AI Vendor Due Diligence Assistant:
https://www.strategicaiguidance.com/vendor-dd/

Our AI DPIA Companion supports structured assessment of AI-related data protection risks, helping organisations identify when a DPIA is needed, capture the right information, assess risks and generate a more defensible review process.

AI DPIA Companion:
https://www.strategicaiguidance.com/dpia/

These tools are designed for the reality businesses now face: AI products are changing quickly, governance requirements are becoming more complex, and leadership teams need evidence-based control without slowing useful adoption to a standstill.

Conclusion

AI features are moving faster than business controls. That gap is now one of the main risks in AI adoption.

The next generation of AI products will not simply generate better text. They will analyse, decide, connect, automate and act.
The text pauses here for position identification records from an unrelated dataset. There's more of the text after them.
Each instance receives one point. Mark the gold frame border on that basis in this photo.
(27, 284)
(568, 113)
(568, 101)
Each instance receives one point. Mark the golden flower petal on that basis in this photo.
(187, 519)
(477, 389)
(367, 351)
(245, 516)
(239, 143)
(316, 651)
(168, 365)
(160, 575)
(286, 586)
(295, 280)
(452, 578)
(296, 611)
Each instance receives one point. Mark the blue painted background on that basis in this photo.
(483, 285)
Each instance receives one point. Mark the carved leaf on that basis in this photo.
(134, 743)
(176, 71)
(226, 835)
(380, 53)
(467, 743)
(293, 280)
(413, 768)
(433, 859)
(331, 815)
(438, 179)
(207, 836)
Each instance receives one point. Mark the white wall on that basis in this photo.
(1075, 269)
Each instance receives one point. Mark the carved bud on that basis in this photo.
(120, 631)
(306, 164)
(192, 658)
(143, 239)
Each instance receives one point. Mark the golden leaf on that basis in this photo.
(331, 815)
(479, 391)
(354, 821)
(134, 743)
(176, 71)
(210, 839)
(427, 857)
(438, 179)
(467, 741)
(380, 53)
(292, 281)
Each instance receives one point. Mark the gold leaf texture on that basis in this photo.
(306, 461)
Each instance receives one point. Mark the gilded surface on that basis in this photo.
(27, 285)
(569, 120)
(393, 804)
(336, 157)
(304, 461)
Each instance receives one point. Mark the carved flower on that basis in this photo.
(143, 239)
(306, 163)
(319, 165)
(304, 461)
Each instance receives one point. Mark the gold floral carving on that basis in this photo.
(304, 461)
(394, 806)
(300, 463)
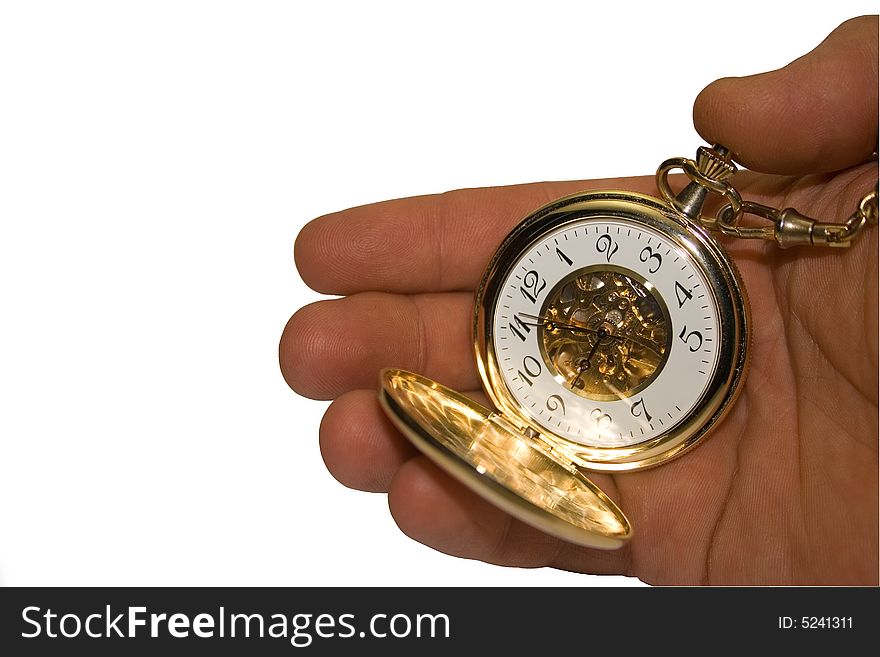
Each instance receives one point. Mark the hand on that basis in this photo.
(784, 492)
That creates significant commercial opportunity, but it also creates new categories of operational, regulatory, data protection, cyber and accountability risk.

For SMEs, the answer is not to avoid AI or chase every new feature. The answer is to build governance that can keep pace.

AI adoption should be practical, controlled and evidence-based. Businesses that get this right will be able to use powerful new AI capabilities with confidence. Businesses that ignore the control gap may find that their AI usage has scaled long before their governance has caught up.